Right now, I'm on VS Code, on Windows. I've installed, and confirmed the functionality of:
Long story short, I'm in toolchain hell. More compiler, debugger, editor, build system, and multiple scripting and programming languages savvy is being asked of me than I've got.
Are you willing to share your setup, and willing also to be step-by-step about it?
Thank you for the responses. I've tried the suggestion to rely on printing out variables in a Nim setting, and I'm seeing similar limitations as I do in my C and C++ codebases.
When I was a young programmer, I relied exclusively on printing out variables. Over time, however, I used more and more code that:
In such cases, I discovered that trying to print out variables, starting with a mere guess as to the right value ID and the right code location, was an extraordinarily tedious way of finding the root cause of error or crashes.
More and more, I realized what a million hackers had already figured out before: If you're working with code the logic of which you don't know like the back of your hand, there is no productive substitute to - at a minimum! - step-by-step debugging and automatic display of variables.
Not the place you thought the error occurred at, but the perhaps multiple places the errors actually happened at. Not the variable that you think is the clue, manually chosen and typed out, but the multiple and interacting clues you actually need - and didn't realize you needed - automatically displayed if applicable in the local block. Not with your eyes on wherever you manually put the printout (and in some library or low-level code you may have trouble doing this), but with your eyes on the specific code lines where your data's getting borked.
Printouts, in a word, are a terribly slow integration to a solution - if, again, you aren't a revved-up, hands-on expert with the relevant code and dependencies.
Opening remarks following up on the above:
Nim, as a language, I find more readable than almost any other. It eschews unnecessary punctuation, avoids complex syntax for simple tasks, and has Standard Methods for a wide variety of purposes. I therefore find code written in Nim by others to be more easily understandable than in most other languages.
This has immense potential to advance Code Reuse: the ability of small outfits and individuals to complete with megacorps by making use of the work of many other open-source developers.
Nim, as a debugging experience, does not sufficiently follow through on this promise. In order to make effective use of code by complete strangers, code the logic of which you can not understand as well as they did, you must have (among other thing) a powerful, efficient debugging setup that's easy to get working.
Problem statement:
So! I don't know how to get a Nim debugging setup that's either powerful or efficient. I definitely can't do "easy to set up"! But I can at least identify two of the basics: step-by-step debugging and the automatic display of unmangled local and referenced non-local variables.

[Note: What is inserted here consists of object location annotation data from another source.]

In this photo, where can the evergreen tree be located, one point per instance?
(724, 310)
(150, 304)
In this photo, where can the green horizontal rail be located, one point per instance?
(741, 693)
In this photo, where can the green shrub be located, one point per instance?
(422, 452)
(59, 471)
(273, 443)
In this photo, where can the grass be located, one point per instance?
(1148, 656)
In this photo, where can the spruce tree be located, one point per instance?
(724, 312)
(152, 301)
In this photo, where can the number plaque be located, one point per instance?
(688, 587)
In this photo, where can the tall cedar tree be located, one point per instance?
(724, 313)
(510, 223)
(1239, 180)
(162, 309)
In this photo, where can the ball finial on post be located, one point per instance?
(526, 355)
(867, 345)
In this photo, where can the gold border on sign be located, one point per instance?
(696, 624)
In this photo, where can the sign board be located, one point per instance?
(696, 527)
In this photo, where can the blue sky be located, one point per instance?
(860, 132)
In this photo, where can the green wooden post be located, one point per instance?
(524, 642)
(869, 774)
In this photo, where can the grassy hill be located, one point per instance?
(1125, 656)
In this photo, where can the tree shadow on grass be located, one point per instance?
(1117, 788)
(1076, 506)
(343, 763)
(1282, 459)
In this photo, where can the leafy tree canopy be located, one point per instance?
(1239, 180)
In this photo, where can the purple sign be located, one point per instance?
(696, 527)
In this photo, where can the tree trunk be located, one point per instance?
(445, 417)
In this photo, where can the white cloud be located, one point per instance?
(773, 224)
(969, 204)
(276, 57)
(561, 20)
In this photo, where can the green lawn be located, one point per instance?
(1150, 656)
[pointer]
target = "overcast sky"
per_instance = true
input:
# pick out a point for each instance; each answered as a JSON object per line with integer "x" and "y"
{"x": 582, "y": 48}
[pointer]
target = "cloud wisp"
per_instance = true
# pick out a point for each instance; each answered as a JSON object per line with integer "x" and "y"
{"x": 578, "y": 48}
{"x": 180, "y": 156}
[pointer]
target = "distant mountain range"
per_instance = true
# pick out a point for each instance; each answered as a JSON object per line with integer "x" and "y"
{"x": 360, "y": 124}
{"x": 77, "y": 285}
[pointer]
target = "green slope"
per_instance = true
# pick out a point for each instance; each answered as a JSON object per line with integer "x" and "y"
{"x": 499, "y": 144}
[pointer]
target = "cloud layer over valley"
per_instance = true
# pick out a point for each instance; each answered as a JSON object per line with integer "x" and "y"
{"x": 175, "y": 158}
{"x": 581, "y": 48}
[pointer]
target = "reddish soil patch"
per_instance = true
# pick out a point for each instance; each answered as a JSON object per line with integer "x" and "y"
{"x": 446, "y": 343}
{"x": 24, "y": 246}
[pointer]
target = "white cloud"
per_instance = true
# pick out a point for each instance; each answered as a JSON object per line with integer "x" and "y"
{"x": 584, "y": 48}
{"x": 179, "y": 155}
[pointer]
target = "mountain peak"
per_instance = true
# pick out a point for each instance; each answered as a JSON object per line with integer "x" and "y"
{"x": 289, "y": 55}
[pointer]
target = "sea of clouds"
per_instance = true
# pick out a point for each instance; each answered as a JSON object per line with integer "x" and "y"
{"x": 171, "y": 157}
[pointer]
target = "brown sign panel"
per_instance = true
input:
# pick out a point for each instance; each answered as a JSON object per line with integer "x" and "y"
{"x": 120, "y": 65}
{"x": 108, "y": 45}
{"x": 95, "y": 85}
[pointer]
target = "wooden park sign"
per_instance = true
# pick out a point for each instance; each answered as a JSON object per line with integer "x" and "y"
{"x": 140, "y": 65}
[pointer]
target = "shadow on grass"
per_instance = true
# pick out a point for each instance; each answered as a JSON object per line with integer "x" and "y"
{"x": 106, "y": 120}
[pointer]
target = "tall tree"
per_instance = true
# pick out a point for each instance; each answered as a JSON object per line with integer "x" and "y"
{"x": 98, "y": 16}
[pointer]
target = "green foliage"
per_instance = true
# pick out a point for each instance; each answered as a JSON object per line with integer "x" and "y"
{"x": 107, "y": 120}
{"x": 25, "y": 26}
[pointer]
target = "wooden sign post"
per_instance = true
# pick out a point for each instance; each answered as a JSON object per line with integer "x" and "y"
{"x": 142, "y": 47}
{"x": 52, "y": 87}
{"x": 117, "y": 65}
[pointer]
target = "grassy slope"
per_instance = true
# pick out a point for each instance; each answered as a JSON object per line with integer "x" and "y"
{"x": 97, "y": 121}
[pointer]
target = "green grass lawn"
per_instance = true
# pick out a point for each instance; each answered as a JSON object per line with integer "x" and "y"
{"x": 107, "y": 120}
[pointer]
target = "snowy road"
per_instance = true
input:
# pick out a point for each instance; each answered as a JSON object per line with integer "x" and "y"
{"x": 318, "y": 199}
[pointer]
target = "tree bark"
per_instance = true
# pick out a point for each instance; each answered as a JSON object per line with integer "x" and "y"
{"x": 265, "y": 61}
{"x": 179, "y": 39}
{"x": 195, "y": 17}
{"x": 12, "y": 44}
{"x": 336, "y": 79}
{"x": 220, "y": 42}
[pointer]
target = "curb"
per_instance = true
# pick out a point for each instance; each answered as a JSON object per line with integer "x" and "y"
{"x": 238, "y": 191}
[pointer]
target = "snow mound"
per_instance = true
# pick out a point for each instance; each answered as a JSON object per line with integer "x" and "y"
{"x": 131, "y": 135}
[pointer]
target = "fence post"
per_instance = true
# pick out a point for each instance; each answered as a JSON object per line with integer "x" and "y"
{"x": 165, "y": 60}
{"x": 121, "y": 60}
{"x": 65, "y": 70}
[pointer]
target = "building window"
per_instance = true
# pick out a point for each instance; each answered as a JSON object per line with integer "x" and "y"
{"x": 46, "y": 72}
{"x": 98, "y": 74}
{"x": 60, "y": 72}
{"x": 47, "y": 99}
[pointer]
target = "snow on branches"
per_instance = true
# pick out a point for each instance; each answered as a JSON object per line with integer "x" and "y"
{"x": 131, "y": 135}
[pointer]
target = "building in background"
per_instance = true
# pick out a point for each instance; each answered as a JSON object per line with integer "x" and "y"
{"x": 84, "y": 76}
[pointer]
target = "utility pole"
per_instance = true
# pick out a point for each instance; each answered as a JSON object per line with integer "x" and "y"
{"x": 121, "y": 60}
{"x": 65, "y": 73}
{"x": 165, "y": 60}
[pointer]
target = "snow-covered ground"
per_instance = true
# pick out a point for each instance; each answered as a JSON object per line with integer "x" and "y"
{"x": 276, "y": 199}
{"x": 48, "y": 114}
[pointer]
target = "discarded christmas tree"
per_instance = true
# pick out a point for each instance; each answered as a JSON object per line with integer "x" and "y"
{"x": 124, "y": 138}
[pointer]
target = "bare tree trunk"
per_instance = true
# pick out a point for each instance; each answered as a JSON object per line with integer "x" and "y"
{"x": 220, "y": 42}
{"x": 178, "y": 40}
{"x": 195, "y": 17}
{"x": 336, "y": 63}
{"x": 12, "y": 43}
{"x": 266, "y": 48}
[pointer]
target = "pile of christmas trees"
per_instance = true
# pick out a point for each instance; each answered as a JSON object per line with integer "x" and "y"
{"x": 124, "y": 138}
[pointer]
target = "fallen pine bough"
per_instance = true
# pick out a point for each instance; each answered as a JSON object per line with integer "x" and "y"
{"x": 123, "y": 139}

The frustrating thing is that, despite Nim's genuine complexities (compile to C or C++, then compile to assembly and link - and afterwards debug the Nim, not the base code) I can't help but feel that the community is tantalizingly close to a "good enough" solution.
People have shown at least some unmangled variables, have written python scripts for gdb or lldb (now - as for as I can suss out as a rube - lost or made obsolete) that at least attempt to get us closer to automatic and unmangled display.
Step-by-step debugging is likely to be a harder thing to fix <<deleted my guesses as to why - I'm not qualified to opine here>>. Whether hard or easy to fix, however, it's a real desire on the part of developers (especially those using third-party libraries); not offering it is a genuine toolchain weakness. Even reducing the number of weird jumps in the debugger though a debug-ready, non-optimized Nim codebase, unexpected to a developer not thoroughly conversant with Nim compiler internals, would help a lot.
In sum, I cannot yet feel that Nim, as a language, and even as a developer toolchain, is doomed to failure in this regard! Nim doesn't have to have debug tools as sophisticated as those available for C, C++, and Python because Nim leaves fewer handguns strewn about!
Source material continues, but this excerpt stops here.